The celestial point in the sky from which meteors appear to emanate during a meteor shower is known as the radiant.
The meteor showers will last for most of the night. Therefore, people have multiple opportunities to witness the brilliant streaks of light in the night sky.
People can also watch the Geminids Meteor showers live online. Several YouTube channels are streaming the astronomical event live. Some channels include ‘Starry sky Live‘ and ‘Hong Kong Space Museum‘. The channel called Starry sky Live is streaming the Geminids Meteor showers from Mauna Kea, Hawaii.

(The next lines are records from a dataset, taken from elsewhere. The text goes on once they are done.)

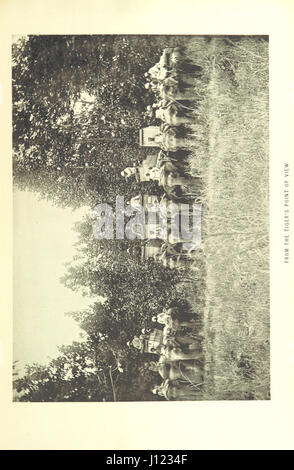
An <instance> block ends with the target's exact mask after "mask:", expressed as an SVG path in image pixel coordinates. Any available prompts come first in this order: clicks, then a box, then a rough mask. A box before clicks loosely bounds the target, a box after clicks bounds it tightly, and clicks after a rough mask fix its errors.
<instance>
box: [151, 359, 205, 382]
mask: <svg viewBox="0 0 294 470" xmlns="http://www.w3.org/2000/svg"><path fill="white" fill-rule="evenodd" d="M186 362H187V361H184V362H180V361H179V362H171V363H169V362H166V360H165V358H164V357H160V358H159V361H158V362H157V363H156V364H155V370H156V371H157V372H158V373H159V375H160V376H161V377H162V378H163V379H170V380H177V379H185V380H190V381H192V382H196V381H197V382H201V381H202V380H203V374H202V372H201V370H200V368H198V367H197V366H195V365H194V366H193V367H192V366H188V367H186V366H185V363H186Z"/></svg>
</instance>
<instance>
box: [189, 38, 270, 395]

More about the Geminids Meteor showers
Since the meteors of the Geminids Meteor showers appear to radiate from the Gemini constellation, the constellation is the radiant of these showers. Meteors close to the radiant have very short tails and are easily missed, according to Cooke. Therefore, observers should avoid looking at the Gemini constellation. However, people can trace the meteor backwards to the constellation Gemini to determine if they caught a Gemini, because other weaker showers occur at the same time.
In the Southern Hemisphere, Gemini does not appear very high above the horizon. As a result, viewers will see approximately 25 per cent of the rates seen in the Northern Hemisphere. This means that viewers in the Southern Hemisphere can see between seven to 10 meteors per hour.

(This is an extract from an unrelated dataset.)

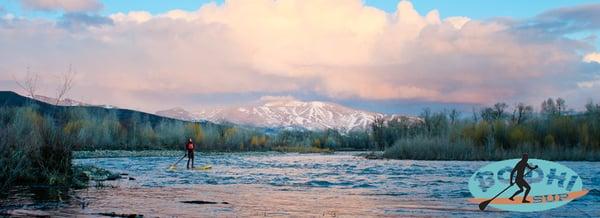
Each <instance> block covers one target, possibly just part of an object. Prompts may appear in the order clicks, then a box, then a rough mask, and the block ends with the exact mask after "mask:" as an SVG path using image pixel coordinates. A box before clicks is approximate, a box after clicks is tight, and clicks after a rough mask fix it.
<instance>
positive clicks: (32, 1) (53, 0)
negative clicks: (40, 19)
mask: <svg viewBox="0 0 600 218" xmlns="http://www.w3.org/2000/svg"><path fill="white" fill-rule="evenodd" d="M20 2H21V5H22V6H23V7H24V8H25V9H28V10H35V11H64V12H91V11H99V10H100V9H102V7H103V5H102V3H101V2H100V1H99V0H20Z"/></svg>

While the Geminids will peak on the night between December 14 and 15, people can see the showers in the sky till December 17. On the night of December 17, people may spot one or two meteors.
Fragments and particles that burn up as they enter Earth’s atmosphere at high speed, and usually originate from comets, are known as meteors. However, the Geminids meteor showers are not associated with a comet, but with an asteroid.

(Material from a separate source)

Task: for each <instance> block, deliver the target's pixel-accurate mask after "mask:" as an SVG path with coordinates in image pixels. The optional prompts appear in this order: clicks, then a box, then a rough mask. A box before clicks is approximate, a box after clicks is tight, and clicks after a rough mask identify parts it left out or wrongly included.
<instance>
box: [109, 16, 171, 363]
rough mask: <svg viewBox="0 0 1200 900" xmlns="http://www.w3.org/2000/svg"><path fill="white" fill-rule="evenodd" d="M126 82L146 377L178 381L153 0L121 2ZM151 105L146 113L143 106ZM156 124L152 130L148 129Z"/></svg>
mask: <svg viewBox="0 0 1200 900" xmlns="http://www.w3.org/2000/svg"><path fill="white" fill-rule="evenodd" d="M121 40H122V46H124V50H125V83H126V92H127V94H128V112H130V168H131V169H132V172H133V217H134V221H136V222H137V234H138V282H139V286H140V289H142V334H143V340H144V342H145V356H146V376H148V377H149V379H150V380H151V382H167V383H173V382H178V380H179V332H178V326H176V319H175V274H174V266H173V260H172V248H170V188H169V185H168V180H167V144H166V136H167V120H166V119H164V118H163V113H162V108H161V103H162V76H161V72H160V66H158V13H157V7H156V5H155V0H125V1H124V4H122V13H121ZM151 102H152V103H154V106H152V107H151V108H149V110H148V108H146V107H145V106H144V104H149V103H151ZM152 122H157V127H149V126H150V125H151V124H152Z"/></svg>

The shower originates from the debris of an asteroid called 3200 Phaethon. It was first discovered on October 11, 1983, using the Infrared Astronomical Satellite. According to NASA, Earth passes through Phaethon’s trail of debris every year, resulting in the Geminids shower. The asteroid orbits the Sun every 1.4 years.
The first asteroid to be associated with a meteor shower, Phaethon lacks an icy shell, which is the staple characteristic of a comet. However, some believe Phaethon to be a “dead comet”, which means that it once had an icy shell that melted away.
Since Phaethon passes very close to the Sun during its orbit, theoretically resulting in heating and cracking and creating debris and dust, some astronomers call it a “rock comet”. Therefore, the exact origins of Phaethon are still a mystery, but it is known that the asteroid is the Geminids’ parent body.
Though the Geminids travel 78,000 miles per hour (over 1,25,528 kilometres per hour), over 40 times faster than a speeding bullet, it is highly unlikely that meteors will reach the ground. This is because most meteors burn up at altitudes between 72 to 89 kilometres.